Going Slower Than I Had Hoped

My secondary reviewer decided to go to Cambodia.

So after she left I just hung on in Bangkok working on projects  in an empty hostel that smelled like paint fumes for a while.  During this period I was feeling kind of low, but I was passing a guy every day who really inspired me.

He was a motorbike taxi driver, but he had rigged up a hammock on a really busy street and was able to sleep there.  At night, other motor bike taxi drivers would show up and bring him beers from the 7-11 that was like ten feet away.  Then they would get drunk. He was not injured in any way, he just didn’t like to get up. I never saw him approach anyone about driving them anywhere.

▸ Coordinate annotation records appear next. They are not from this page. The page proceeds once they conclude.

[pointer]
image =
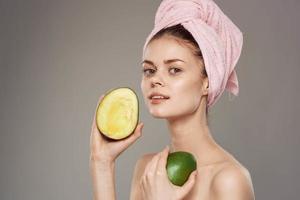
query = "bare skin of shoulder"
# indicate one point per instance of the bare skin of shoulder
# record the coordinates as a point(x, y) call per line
point(205, 177)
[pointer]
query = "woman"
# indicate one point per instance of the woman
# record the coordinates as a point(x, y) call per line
point(190, 81)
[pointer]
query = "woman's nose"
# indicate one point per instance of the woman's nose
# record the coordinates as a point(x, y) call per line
point(156, 80)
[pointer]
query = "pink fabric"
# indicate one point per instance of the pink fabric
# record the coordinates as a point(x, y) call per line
point(219, 39)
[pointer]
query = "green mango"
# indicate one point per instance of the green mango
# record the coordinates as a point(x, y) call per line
point(180, 165)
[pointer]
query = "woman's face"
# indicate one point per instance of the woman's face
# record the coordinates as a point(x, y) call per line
point(170, 68)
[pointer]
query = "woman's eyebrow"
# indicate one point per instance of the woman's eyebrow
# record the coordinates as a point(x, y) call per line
point(165, 61)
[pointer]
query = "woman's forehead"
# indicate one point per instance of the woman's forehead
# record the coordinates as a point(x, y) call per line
point(164, 49)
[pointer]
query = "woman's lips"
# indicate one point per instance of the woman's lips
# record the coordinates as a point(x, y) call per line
point(157, 101)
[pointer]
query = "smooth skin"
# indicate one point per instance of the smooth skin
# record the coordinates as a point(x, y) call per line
point(219, 176)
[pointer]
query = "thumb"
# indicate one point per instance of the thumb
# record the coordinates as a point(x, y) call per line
point(184, 190)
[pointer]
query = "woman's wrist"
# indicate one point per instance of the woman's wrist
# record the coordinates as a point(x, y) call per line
point(102, 164)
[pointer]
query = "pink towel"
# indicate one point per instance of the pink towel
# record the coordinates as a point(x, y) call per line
point(219, 39)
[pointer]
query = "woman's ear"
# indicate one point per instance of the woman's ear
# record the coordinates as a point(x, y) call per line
point(205, 86)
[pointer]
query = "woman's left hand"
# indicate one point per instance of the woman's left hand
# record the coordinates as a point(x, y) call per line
point(155, 183)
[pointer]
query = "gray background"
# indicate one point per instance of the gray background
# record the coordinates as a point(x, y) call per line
point(58, 57)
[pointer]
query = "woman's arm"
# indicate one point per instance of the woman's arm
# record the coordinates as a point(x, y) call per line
point(136, 193)
point(233, 184)
point(103, 177)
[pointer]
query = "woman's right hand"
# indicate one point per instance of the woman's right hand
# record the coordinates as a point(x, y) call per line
point(104, 151)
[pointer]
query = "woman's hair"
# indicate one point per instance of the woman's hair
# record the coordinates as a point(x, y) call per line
point(181, 33)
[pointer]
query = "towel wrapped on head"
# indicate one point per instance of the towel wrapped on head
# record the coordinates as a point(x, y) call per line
point(219, 39)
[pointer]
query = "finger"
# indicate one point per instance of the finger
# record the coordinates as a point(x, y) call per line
point(134, 136)
point(161, 166)
point(95, 135)
point(185, 189)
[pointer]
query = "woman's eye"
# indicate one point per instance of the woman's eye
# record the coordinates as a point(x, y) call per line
point(147, 71)
point(176, 70)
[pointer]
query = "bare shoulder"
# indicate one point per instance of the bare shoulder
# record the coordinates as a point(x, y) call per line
point(138, 172)
point(233, 182)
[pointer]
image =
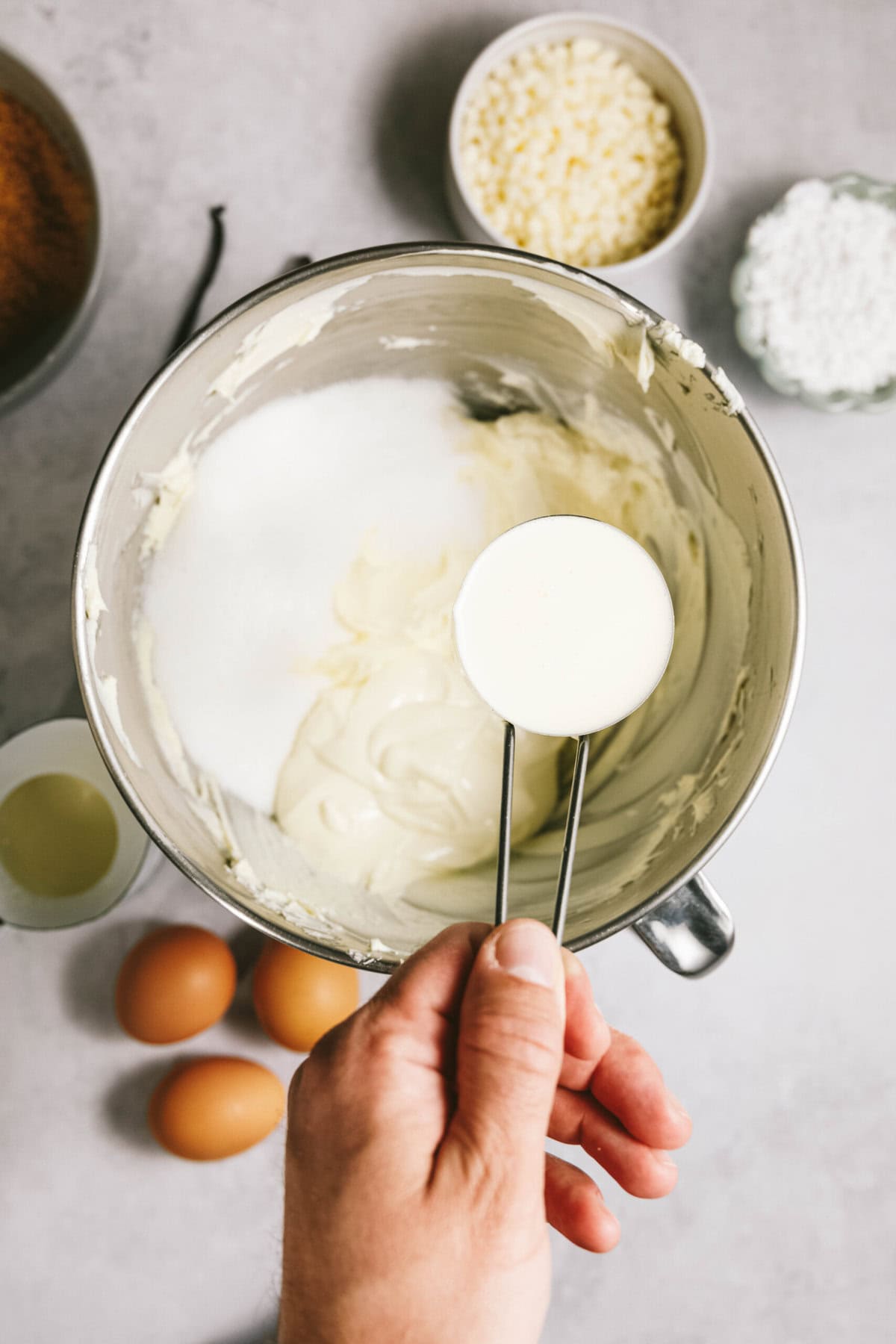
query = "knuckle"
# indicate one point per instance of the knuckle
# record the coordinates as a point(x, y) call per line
point(644, 1177)
point(529, 1043)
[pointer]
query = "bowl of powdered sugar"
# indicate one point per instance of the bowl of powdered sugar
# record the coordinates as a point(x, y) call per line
point(815, 293)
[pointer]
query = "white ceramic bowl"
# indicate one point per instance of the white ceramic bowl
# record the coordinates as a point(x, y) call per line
point(662, 70)
point(748, 329)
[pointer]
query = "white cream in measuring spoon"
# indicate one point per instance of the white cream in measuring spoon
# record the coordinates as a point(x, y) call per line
point(564, 625)
point(297, 645)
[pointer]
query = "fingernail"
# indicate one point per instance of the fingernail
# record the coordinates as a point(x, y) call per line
point(529, 952)
point(676, 1105)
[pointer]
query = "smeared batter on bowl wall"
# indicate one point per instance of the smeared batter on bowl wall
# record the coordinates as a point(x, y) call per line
point(297, 638)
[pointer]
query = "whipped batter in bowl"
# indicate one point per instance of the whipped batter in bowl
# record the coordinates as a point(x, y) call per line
point(273, 547)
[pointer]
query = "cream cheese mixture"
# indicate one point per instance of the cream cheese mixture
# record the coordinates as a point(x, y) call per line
point(299, 613)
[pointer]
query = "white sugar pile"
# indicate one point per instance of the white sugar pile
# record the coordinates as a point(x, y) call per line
point(821, 289)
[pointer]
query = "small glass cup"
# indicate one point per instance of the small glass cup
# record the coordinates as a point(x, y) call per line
point(66, 746)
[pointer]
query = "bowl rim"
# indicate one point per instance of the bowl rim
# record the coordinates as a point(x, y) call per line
point(75, 329)
point(586, 22)
point(296, 280)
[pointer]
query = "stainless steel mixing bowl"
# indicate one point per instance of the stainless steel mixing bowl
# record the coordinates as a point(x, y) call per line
point(455, 312)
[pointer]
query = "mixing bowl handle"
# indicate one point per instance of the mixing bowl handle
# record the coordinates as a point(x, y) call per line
point(691, 932)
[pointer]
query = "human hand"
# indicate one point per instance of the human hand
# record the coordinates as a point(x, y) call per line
point(417, 1180)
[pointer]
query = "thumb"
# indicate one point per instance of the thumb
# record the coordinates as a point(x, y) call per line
point(509, 1050)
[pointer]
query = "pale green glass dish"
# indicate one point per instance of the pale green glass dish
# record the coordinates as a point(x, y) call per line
point(882, 398)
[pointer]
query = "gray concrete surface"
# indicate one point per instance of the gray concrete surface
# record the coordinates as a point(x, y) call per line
point(320, 125)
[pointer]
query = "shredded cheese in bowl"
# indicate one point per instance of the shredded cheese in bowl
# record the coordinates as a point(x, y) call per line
point(568, 152)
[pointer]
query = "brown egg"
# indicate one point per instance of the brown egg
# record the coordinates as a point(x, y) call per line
point(300, 998)
point(215, 1108)
point(175, 983)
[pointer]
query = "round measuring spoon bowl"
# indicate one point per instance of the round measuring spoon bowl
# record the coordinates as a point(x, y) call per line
point(564, 625)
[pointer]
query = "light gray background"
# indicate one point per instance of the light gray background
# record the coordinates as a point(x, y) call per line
point(320, 125)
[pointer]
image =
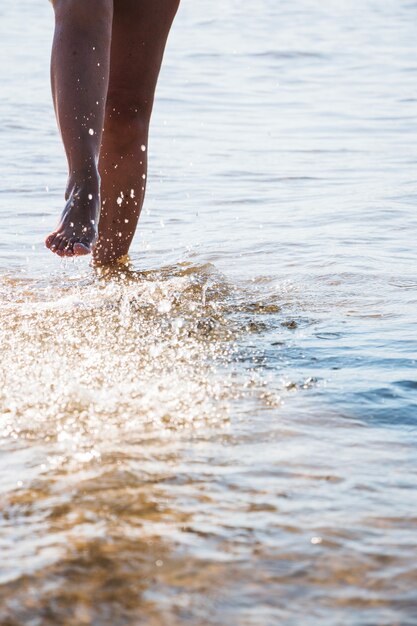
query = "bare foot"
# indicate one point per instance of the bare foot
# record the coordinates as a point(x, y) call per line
point(76, 232)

Something else unrelated I saw in Bangkok.  I was in the mall and I passed this old man having coffee and talking to another old man, all the sudden his lower teeth ad gums and and lip slipped forward and it looked to me like he had dislocated his jaw. But then he popped it back in and I realized he had dentures on the bottom and he just had the habit of popping them in and out while his friend talked.  Wow.  That is an unattractive habit.  One of the few I don’t have (yet). How do you keep talking to someone who is doing that and not take it as a sign that they are not interested in what you’re saying?

Eventually I took the train down to Kuala Lumpur.  You can power-walk faster than the train. It also seems to break suddenly a lot, and when that happened a couple of metal panels would fall down from the ceiling by the bathroom.  I think it’s really an ideal means of travel for people who have babies or are arthritic and can’t sit for long periods of time and/or are transporting bags of limes (but it would also be ideal for those people with babies and arthritic legs and/or transporting bags of limes not to mind being hit in the head with metal panels that fall down from the ceiling when the train breaks.)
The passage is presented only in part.